New research from the National Institutes of Health has identified a crucial phase in the HIV infection process, where the virus enters its genetic material into healthy cells. This discovery could eventually lead to treatments blocking transmission in its early stages.
The human immunodeficiency virus (HIV) affects around 36.7 millionpeople worldwide, according to the Joined United Nations Programme on HIV/AIDS (UNAIDS). Of these, 1.1 million people are Americans, say the Centers for Disease Control and Prevention (CDC).
Currently, there is no cure for HIV, but antiretroviral therapy (ART) allows patients to live healthier lives, reducing the risk of transmission and halting the progression of the virus as much as possible.
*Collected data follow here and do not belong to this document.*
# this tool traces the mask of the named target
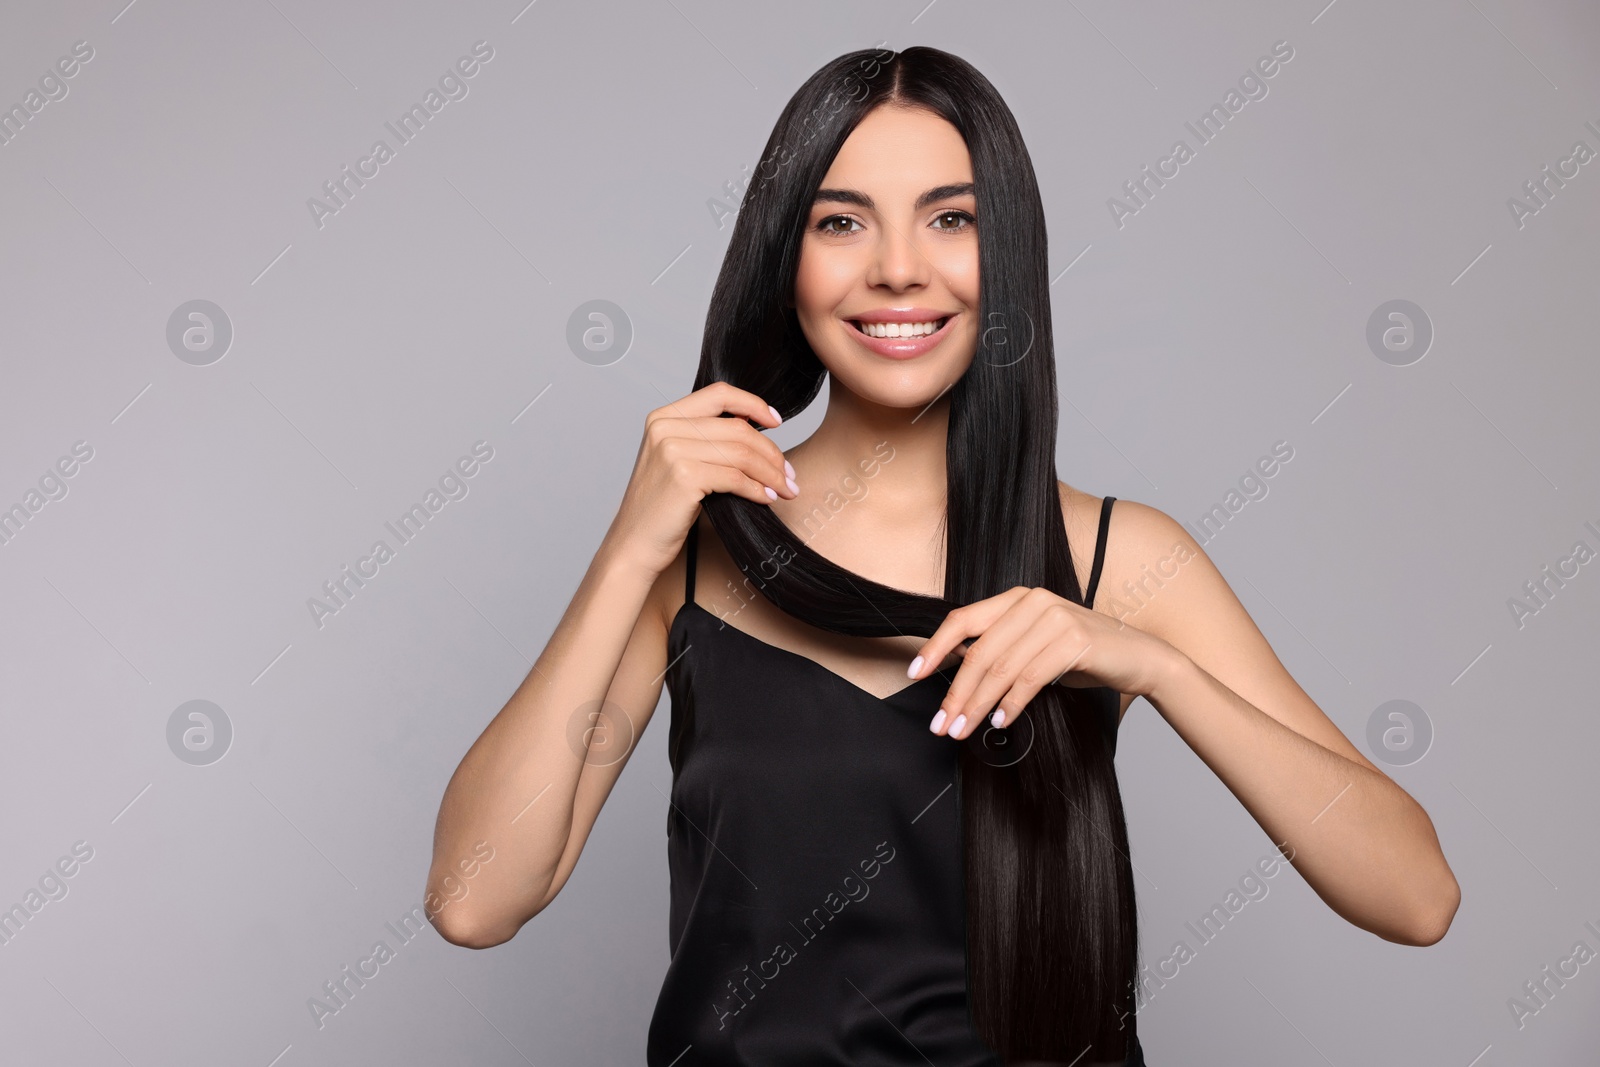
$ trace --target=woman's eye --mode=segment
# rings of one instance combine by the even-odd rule
[[[849,215],[830,215],[827,218],[823,219],[821,222],[817,223],[817,229],[820,230],[823,233],[834,233],[834,234],[847,234],[847,233],[854,233],[855,232],[853,230],[848,230],[848,229],[839,229],[837,227],[837,225],[836,225],[838,223],[843,223],[846,226],[860,226],[861,225],[859,222],[857,222],[855,219],[851,218]]]
[[[934,216],[934,228],[947,232],[959,232],[976,222],[977,219],[973,218],[970,212],[954,209],[950,211],[941,211],[939,214]],[[862,230],[865,228],[866,227],[862,226],[861,223],[857,222],[849,215],[829,215],[816,225],[816,229],[819,233],[832,234],[840,237],[855,233],[857,230]]]
[[[972,223],[977,221],[976,219],[974,219],[971,215],[969,215],[965,211],[941,211],[941,212],[939,212],[939,214],[934,216],[934,221],[935,222],[942,222],[945,219],[956,219],[958,222],[961,223],[961,225],[957,225],[957,226],[938,226],[938,227],[936,227],[936,229],[940,229],[940,230],[964,230],[964,229],[966,229],[966,227],[968,225],[971,225]]]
The National Institute of Allergy and Infectious Diseases (NIAID), one of the National Institutes of Health (NIH), make HIV research one of their top priorities with the hope of reducing the transmission rates of the virus even further.
One recent NIH study examines the way in which the virus is able to infect healthy cells by inserting its genetic material into them.
HIV transmission process identified
The work was conducted by Dr. Leonid V. Chernomordik, senior researcher, and other specialists, including lead author Dr. Elena Zaitseva, at the Eunice Kennedy Shriver National Institute of Child Health and Human Development (NICHD), which is part of the NIH.
The discoveries made by the specialists, potentially leading to the creation of new, more efficient virus-preventive drugs, were recently published in Cell Host & Microbe.
The researchers identified and analyzed a crucial part of the HIV transmission process, which, if prevented, can halt infection.
The infection process happens when a protein on the surface of an HIV particle binds to surface molecules of a previously healthy cell. This leads to the eventual fusion of the virus’ and the cell’s outer membranes, which allows HIV’s genetic material to enter the cell.
It was found that during this process, a protein called “transmembrane protein 16F” (TMEM 16F) becomes active. TMEM 16F transfers phosphatidylserine, a phospholipid found inside the cell membrane, to its outer surface.
Phosphatidylserine plays an important role in cell signaling, a communication process coordinating cell action. If the signaling is disrupted, then the system becomes exposed to anomalies. Previous research published in The Open Virology Journal suggested that HIV exploits cell signaling, but the results remained contested.
Blocking bond could halt infection
In the new study conducted at NICHD, researchers observed that virus molecules bind with phosphatidylserine. This is a key element facilitating the embedding of HIV genetic material into healthy cells, as phosphatidylserine’s signaling boosts the fusion process.
The team also noticed that chemically blocking the transfer of the phospholipid, or binding it to other molecules to prevent a bond with those of HIV, can prevent fusion. In this way, the process of infection is interrupted.
The researchers suggest that this discovery might lead to the development of much more effective HIV treatments, focused on disrupting the transmission of HIV genetic material to cells.
Though this gives new hope in the battle against HIV, the improved treatment still lies far ahead in the future. Further studies are needed to perfect our understanding of the virus, the researchers note.